Kunal Bahl-promoted ecommerce giant has been in trouble for lack of funds and low profitability.
Mumbai: Softbank, Japan's internet and telecommunications giant, has proposed merger of troubled Snapdeal with another domestic e-commerce giant Flipkart.
Japanese conglomerate, according to reports, will buy 15 per cent stake in the merged entity for $1.5 billion.
Presently, SoftBank holds 30 per cent stake in Snapdeal that has been in trouble for lack of funding and low profitability.

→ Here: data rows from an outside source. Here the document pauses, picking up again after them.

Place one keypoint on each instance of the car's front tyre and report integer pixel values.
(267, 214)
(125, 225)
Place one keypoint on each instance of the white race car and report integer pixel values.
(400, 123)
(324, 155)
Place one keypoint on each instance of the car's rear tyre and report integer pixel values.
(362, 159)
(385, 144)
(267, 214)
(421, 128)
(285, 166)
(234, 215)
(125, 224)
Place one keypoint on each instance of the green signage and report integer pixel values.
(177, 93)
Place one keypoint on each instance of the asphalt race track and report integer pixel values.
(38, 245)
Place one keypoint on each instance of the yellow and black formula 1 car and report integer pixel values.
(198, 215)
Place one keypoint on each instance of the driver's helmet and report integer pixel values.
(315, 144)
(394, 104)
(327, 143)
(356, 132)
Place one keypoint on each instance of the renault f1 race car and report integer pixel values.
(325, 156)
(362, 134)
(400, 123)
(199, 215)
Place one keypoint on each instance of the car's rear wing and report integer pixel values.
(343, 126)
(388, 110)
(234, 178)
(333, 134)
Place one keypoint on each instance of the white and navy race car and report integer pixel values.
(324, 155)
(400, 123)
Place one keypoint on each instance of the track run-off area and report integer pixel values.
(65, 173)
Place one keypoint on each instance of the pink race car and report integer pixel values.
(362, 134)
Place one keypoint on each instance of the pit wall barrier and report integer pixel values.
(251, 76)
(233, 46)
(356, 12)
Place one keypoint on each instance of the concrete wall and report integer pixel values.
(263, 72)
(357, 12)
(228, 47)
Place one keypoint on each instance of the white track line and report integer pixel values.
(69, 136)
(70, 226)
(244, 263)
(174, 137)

The report added that the deal will also see a share sale worth $1 billion by Tiger Global, largest investor in Flipkart.

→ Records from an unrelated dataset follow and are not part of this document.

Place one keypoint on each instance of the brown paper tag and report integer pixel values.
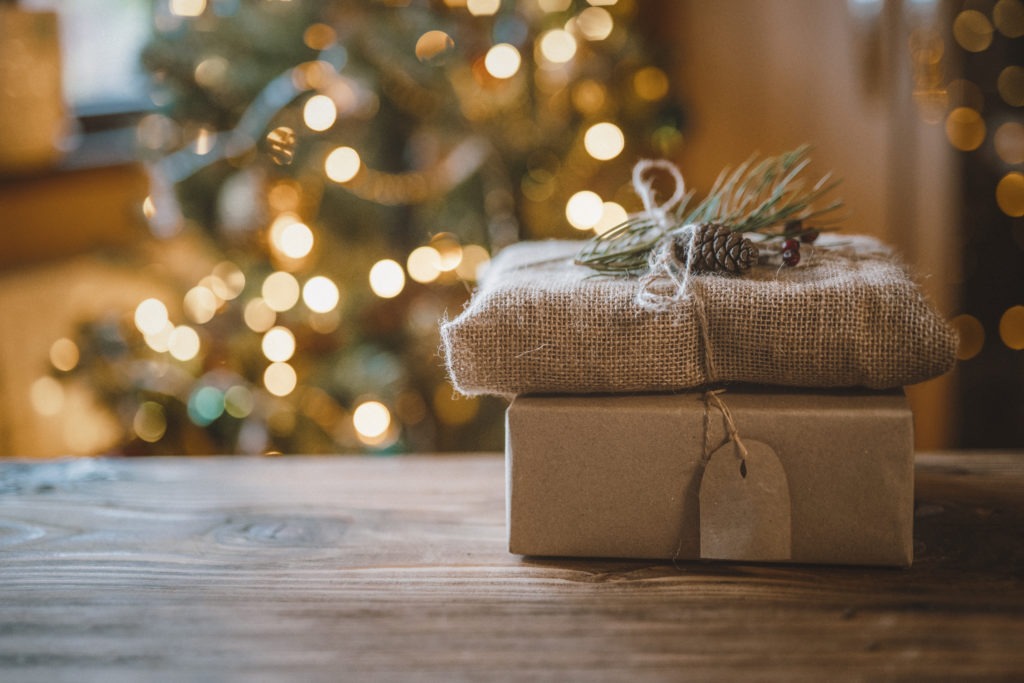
(744, 505)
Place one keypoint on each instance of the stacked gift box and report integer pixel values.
(693, 416)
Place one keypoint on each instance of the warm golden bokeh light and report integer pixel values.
(595, 23)
(483, 7)
(584, 210)
(557, 46)
(371, 420)
(604, 140)
(387, 279)
(281, 291)
(972, 336)
(321, 294)
(424, 264)
(650, 83)
(342, 164)
(278, 344)
(150, 423)
(320, 113)
(432, 44)
(973, 31)
(502, 60)
(965, 129)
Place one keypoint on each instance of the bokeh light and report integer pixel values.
(650, 83)
(258, 315)
(502, 60)
(342, 164)
(972, 336)
(183, 343)
(973, 31)
(205, 406)
(320, 113)
(1012, 328)
(151, 316)
(150, 422)
(584, 210)
(279, 344)
(280, 379)
(281, 291)
(371, 419)
(424, 264)
(432, 44)
(557, 46)
(483, 7)
(595, 24)
(321, 294)
(387, 279)
(65, 354)
(965, 129)
(604, 140)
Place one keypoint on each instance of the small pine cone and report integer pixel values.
(717, 249)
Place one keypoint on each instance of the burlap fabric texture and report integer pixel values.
(848, 316)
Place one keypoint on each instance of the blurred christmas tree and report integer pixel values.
(352, 165)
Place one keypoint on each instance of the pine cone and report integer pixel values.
(717, 249)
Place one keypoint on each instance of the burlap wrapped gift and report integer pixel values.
(848, 315)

Recently a media report claimed that Snapdeal was in talks with Flipkart and digital wallet provider Paytm for a potential sale which the company had later denied.
The report has also claimed SoftBank was planning to pump in $50 million as "bridge money" until the deal was clinched.

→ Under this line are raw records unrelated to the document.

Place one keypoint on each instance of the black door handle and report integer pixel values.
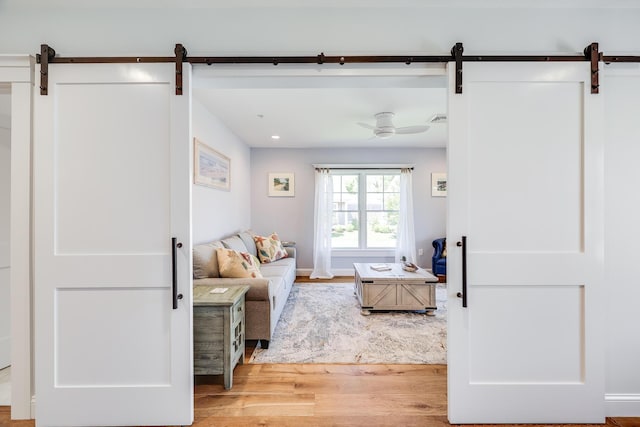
(463, 294)
(174, 272)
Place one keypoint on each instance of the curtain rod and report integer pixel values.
(363, 166)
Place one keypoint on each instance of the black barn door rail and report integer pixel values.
(591, 54)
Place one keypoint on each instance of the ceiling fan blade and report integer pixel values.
(412, 129)
(365, 125)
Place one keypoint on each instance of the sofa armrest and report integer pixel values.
(258, 291)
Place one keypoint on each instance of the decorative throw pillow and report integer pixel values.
(237, 264)
(269, 248)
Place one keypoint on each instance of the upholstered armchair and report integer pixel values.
(439, 259)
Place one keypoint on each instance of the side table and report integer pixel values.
(218, 330)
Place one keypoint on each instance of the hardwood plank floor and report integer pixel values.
(295, 395)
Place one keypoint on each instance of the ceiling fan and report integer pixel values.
(384, 127)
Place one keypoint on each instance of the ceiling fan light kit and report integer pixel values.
(385, 128)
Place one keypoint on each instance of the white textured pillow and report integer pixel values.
(236, 264)
(269, 248)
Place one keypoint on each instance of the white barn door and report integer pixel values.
(112, 187)
(526, 189)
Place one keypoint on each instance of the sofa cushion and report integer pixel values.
(247, 239)
(232, 263)
(269, 248)
(205, 260)
(235, 243)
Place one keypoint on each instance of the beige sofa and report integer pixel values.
(266, 297)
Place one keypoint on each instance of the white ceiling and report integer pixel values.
(309, 106)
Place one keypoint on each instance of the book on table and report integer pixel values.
(380, 267)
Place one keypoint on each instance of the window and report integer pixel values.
(369, 197)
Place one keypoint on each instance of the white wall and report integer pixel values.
(218, 213)
(5, 193)
(292, 217)
(352, 26)
(621, 91)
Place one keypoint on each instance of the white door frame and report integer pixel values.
(17, 70)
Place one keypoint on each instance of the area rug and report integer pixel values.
(321, 323)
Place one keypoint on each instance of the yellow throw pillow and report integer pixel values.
(269, 248)
(237, 264)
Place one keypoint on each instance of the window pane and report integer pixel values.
(374, 183)
(344, 233)
(349, 184)
(391, 201)
(350, 201)
(337, 183)
(381, 232)
(374, 201)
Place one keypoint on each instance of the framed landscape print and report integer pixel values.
(438, 185)
(281, 184)
(210, 167)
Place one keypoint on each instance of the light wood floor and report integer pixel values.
(296, 395)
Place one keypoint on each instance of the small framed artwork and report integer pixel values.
(210, 167)
(281, 184)
(438, 185)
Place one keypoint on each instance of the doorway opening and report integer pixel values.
(317, 111)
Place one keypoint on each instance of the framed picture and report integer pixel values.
(210, 167)
(281, 184)
(439, 185)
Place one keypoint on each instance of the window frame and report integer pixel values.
(363, 249)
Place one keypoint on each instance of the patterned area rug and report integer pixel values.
(321, 323)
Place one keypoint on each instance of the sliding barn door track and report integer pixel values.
(591, 54)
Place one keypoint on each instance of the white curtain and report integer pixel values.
(406, 240)
(322, 222)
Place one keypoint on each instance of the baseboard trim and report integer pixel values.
(306, 272)
(622, 405)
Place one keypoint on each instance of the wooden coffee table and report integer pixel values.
(394, 289)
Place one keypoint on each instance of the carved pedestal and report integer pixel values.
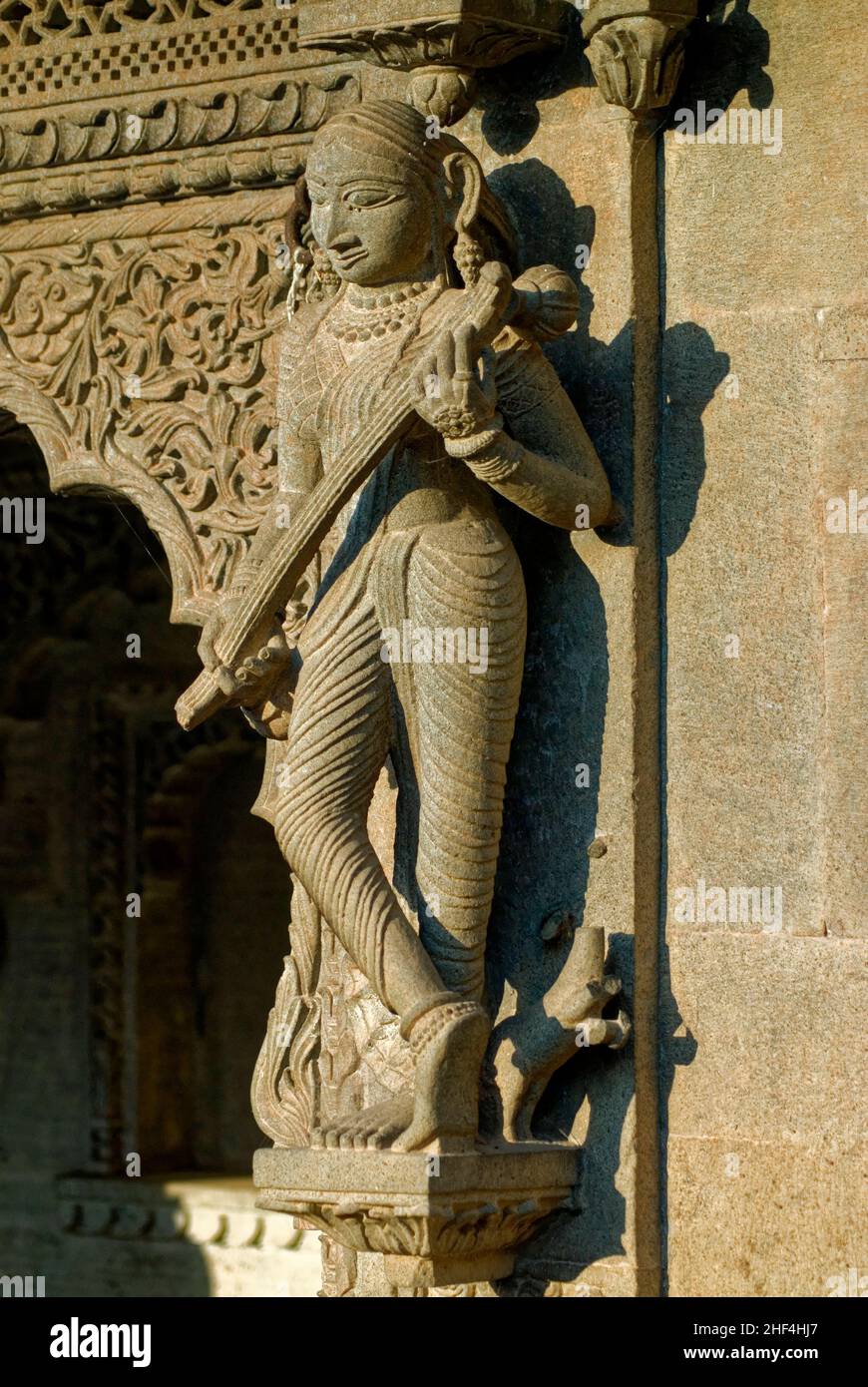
(437, 1219)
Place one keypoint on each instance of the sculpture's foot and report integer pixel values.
(448, 1043)
(376, 1128)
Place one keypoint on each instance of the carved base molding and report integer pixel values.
(448, 1219)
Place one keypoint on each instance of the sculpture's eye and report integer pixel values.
(365, 198)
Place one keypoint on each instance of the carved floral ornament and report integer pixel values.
(45, 21)
(142, 365)
(148, 359)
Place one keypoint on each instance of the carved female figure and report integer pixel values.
(399, 223)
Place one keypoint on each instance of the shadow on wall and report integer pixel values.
(725, 56)
(509, 96)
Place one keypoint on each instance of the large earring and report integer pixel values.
(469, 258)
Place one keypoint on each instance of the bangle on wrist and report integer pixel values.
(498, 461)
(473, 443)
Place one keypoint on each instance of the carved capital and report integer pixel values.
(443, 42)
(636, 49)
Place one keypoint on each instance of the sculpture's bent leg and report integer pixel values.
(338, 738)
(337, 743)
(465, 583)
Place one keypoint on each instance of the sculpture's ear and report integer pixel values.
(463, 182)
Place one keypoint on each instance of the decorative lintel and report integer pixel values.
(443, 43)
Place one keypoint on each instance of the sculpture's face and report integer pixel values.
(369, 214)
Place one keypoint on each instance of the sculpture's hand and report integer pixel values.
(448, 391)
(255, 673)
(211, 632)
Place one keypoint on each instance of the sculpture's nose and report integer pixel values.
(336, 233)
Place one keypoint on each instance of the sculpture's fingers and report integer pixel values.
(445, 361)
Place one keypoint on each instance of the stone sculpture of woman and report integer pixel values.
(398, 221)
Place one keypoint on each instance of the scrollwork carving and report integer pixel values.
(143, 368)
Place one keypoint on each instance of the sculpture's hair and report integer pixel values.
(394, 128)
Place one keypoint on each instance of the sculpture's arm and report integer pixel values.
(534, 451)
(541, 459)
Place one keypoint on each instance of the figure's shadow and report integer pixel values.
(550, 818)
(725, 54)
(509, 96)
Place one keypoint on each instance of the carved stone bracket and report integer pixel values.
(441, 42)
(636, 49)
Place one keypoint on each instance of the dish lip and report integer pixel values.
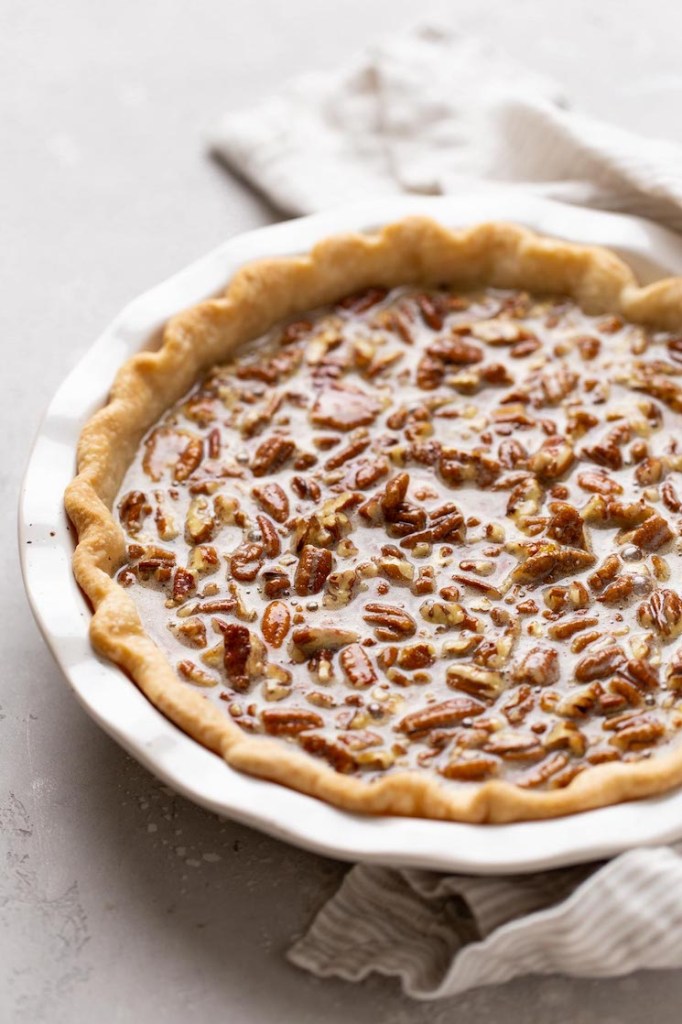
(116, 704)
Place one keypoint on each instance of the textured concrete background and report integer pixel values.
(120, 901)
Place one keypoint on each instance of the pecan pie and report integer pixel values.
(398, 524)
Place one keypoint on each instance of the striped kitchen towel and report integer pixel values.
(443, 934)
(416, 114)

"SoftBank and Flipkart have agreed on the broad contours of the deal. If these terms stay on track, it's likely that the talks will culminate into a definitive transaction by late April," The Times of India quoted one source as saying.
The deal if it is clinched would be biggest consolidation exercise in the $8 billion Indian e-commerce industry. Last week Snapdeal revealed that it will cut 600 jobs and its founders will not take their salaries to turn profitable.